Po dotarciu do wieży każdy poszedł gdzie indziej. Nastolatka poszła do swojego pokoju by przygotować się na kolejny dzień. Siedziała na łóżku czytając jakąś książkę kiedy usłyszała pukanie do drzwi. Nie chciało jej się wstawać więc odłożyła trzymany przez siebie przedmiot i głośno powiedziała,że drzwi są otwarte. W wejściu pojawiła się Natasha i Wanda. Czarnowłosa zachęciła je by weszły i przesunęła się na łóżku robiąc miejsce dla przyjaciółek.
-Jak tam randka co?-Zapytała rudowłosa uśmiechając się szeroko.
-Skąd wiesz, że to była randka?-Brooke uniosła jedną brew patrząc na nie.

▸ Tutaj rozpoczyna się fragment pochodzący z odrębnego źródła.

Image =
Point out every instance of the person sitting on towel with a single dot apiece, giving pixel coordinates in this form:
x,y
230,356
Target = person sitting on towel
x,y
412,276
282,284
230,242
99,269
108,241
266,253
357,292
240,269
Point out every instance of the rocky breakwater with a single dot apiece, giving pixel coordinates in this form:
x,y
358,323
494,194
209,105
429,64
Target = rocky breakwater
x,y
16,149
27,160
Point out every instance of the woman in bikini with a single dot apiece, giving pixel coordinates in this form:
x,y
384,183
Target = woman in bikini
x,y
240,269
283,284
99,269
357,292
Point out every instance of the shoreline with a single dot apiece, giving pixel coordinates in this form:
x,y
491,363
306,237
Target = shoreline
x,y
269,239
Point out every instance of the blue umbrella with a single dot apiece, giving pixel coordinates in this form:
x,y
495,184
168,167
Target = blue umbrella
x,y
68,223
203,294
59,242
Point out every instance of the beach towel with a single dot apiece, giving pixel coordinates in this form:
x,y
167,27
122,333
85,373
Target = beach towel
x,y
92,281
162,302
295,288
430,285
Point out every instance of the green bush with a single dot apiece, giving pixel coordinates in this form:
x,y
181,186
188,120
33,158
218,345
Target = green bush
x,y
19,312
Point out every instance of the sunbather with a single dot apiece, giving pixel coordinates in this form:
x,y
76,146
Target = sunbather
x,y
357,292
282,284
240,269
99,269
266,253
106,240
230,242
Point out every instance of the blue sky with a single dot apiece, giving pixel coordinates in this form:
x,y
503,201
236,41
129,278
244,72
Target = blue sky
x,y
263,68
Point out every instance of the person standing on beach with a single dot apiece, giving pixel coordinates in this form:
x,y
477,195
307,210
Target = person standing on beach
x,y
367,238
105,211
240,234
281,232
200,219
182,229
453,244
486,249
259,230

-Bardzo możliwe, że jak rozmawiałyście to twój ojciec pokazał nam widok z kamer w kawiarni, w której byłaś.-Zaśmiała się Wanda przez co siedemnastolatka opadła na plecy zamykając oczy.
-Już nawet nie można się z nikim spotkać w spokoju. Było miło. Wyjaśniliśmy sobie kilka spraw i jesteśmy razem.- Wzruszyła ramionami nie patrząc na towarzyszki. One zaczęły piszczeć i rzuciły się na dziewczynę przytulając ją.- Boże złaźcie, nie mogę oddychać.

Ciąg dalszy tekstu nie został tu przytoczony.